Joy for her brother's safe return made Valerie radiant and splendidly brilliant; while some emotion of compunction for her temporary hostility to me, led her to be somewhat marked in her manner, softly suave; and this he observed; for, after a little time, he said, smilingly,
"You and my Valerie seem to have become quite old friends already; but remember the moth and the candle--gardez-vous bien, mon camarade Hardinge!"
"I don't understand you, Paulovitch," said Valerie, pouting.
"As little do I," said I, colouring, for the Colonel's speech was pointed and blunt, though his manner was scrupulously polite; but with all that, foreigners frequently say things that sound abrupt and strange to English ears.
"This stupid soldier is afraid that, if left in idleness, you will fall in love with Madame Tolstoff--or me," said Valerie; "he is thinking of the Spanish proverb, no doubt--Puerto abierto al santo tiento."
"I am thinking of no such thing, and did but jest, Valerie," said her brother, gravely, while he caressed her splendid hair. "Madame Tolstoff, our dear friend, is an experienced chaperone; and beside that, you are safe--set apart from the world--so far as concerns the admiration of men."

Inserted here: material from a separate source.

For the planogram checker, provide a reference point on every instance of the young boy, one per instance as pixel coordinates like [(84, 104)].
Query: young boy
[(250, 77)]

"That I never shall be, I hope!" said she, smiling and pouting again.
By Jove, can it be that she is destined for a nunnery? What the deuce can he mean by all these strange hints and out-of-place remarks? thought I, and not without secret irritation. Perhaps the keen Muscovite read something of this in my face, for he now clinked his glass against mine, and filled it with beautifully golden-coloured Château Yquem, bright, cool, and sparkling from its white crystal flask; and to this champagne soon succeeded; unwisely for me, though it was champagne in its best condition, that is, after being just six years in bottle, as Yourivitch assured us; and now our conversation became more gay and varied, and, as I thought, decidedly more pleasant. He gave me some recent news from the immediate seat of war, and from our own lines, that proved of interest to me.
The Retribution man-of-war, with the Duke of Cambridge on board, was said to have been lost, or nearly so, in the late great storm, which the Russians naturally hoped would delay the arrival of transports with reinforcements and supplies for the Allies; and he added that if the generals of the latter "had but the brains to cut off all communication with Simpheropol, Sebastopol would surrender in three days!" He mentioned, also, that the Greeks at Constantinople had taken heavy bets that it would not fall before Christmas, which seemed likely enough, as Christmas was close at hand now; and that there was a rumour to the effect that General Buraguay d'Hilliers--one of the veterans of the retreat from Moscow--had landed at Eupatoria, and given battle to General Alexander Nicolaevitch von Luders, and defeated him with the 5th Infantry Corps of the Russian Army; a most improbable story, as D'Hilliers was at that moment with his army in the Aland Isles! And now Valerie, wearying of war and politics, shrugged her pretty shoulders, and gradually led us to talk on other topics. As she was well read and highly accomplished, there were many subjects on which we could converse in common, as she was wonderfully familiar with the best works of the English and French writers of the day, and knew them quite as well as those of Tourguéneff, Panaeff, Longenoff, Zernina, and others who were barely known to me by name. I was afterwards to learn, too, that she was a brilliant musician; and with all these powers of pleasing, was a Russian convent, with its oppressive atmosphere of religion and austerity, to be her doom? When I compared, mentally, the Russian with the English woman of rank--Valerie with Estelle--I could see that the latter, with less of a nervous temperament, was more quiet and unimpressionable, and with all her beauty less attractive; the former was more coquettish and seductive, more full of minute, delicate, and piquante graces--the real graces that win and enslave; more mistress of those witching trifles that at all times can inspire tenderness, provoke gallantry, and awaken love. The brilliant Valerie would have shone in a crowded salon, while Estelle Cressingham, with all her pale loveliness, would simply have seemed to be the cold, proud, aristocratic belle of an English drawing-room.
Valerie was fascinating--she was magnetic--I know not how to phrase it; and what now to me was Estelle--the Countess of Aberconway--that I should shrink from drawing invidious comparisons?